Mrs. Abadie attended the conference with her son Elie, now a physician and rabbi who leads Congregation Edmond J. Safra, a Manhattan synagogue attended by Lebanese and Syrian Jews. Until 1947, Syria had an estimated 30,000 Jews living in Aleppo and Damascus. But like Mrs. Abadie, many departed in the wake of the violence that left 75 dead and synagogues in ruin.
The Abadies were refugees twice. After leaving Aleppo, the family ended up in Beirut, Lebanon. For a time, life was good in the cosmopolitan city. But by 1970, the climate had turned hostile. Armed militants appeared in the streets. Rabbis, including Elie’s father, Abraham, had their pictures posted in the city’s mosques, identifying them as “Zionist-Jewish leaders,” an act the family took as a death threat. The Abadies decided once again it was time to move.
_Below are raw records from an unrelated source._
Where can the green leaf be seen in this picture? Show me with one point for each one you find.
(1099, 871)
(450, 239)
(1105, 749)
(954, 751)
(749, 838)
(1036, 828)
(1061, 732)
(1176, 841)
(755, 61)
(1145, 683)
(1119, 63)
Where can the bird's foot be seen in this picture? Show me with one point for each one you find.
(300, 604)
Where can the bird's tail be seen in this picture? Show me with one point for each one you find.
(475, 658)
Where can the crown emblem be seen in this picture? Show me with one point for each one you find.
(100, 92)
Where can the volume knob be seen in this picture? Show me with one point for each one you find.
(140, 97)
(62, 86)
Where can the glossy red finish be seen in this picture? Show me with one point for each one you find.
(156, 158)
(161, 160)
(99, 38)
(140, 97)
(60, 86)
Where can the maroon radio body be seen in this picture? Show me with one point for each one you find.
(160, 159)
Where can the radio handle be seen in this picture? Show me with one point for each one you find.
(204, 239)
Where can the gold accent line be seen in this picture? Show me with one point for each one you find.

Some Jewish refugees, like Sir Ronald Cohen, find hope in the new initiatives to call attention to Arab Jews. Mr. Cohen, a London-based businessman, was a student at a French Catholic school in Cairo in 1956, friendly with his Muslim and Christian classmates. His father owned an import-export firm that specialized in appliances, and “Ronnie,” then 11, loved to visit him and play with the radios.
Then in October 1956, Israel, France and England waged war against Egypt over the Suez Canal. Mr. Cohen’s parents pulled him out of school after another Jewish boy was injured. His mother, a British citizen, was placed under house arrest. His father’s business was “sequestered”—effectively taken from him—and he wasn’t welcome at his own office. In May 1957, the family left on a plane bound for Europe. Mr. Cohen still remembers his father crying on the plane. “There is nothing left here,” he recalls his mother saying. “It is all over.”
In the late 1950s and early 1960s, Jews continued to pour out of the Muslim countries. When Desiré Sakkal and his family left Egypt as stateless refugees in 1962, he says, “there were very few Jews left.” Stranded in Paris in a hotel, Mr. Sakkal’s little brother was diagnosed with cancer, and he still remembers how his parents went to the hospital every day. The brother died a year later in New York, at the age of 10. Mr. Sakkal went on to found the Historical Society of Jews from Egypt, which seeks to recall the life left behind.
The Six-Day War of June 1967 brought some of the most violent anti-Jewish eruptions. As Arab countries faced defeat by Israel, they turned their rage on their own Jewish residents—what remained of them. In Egypt, Jewish men over 18 were rounded up and sent to prison. Some were kept for a few days. Others, like Philadelphia Rabbi Albert Gabbai, a Cairo native, remained imprisoned for three years. Rabbi Gabbai was only 18 when he was thrown in jail, along with three older brothers. He still remembers the cries of his fellow prisoners—Muslim Brotherhood members who were being tortured—echoing through the jail. He and his brothers feared that they were going to be killed. After three years of “despair,” he says, they were driven to the airport and escorted to an Air France flight.
Mr. Cohen, who left Egypt in 1957,grew up to become a pioneer in European venture capital and private equity. In recent years, he has worked to develop the Palestinian private sector. He believes that the focus on Jewish-Arab refugees could spur the Arabs and Israelis toward peace. “There are refugees on both sides, so that evens the scales, and I think that it will be helpful to the process,” he says. “It shows that both sides suffered the same fate.”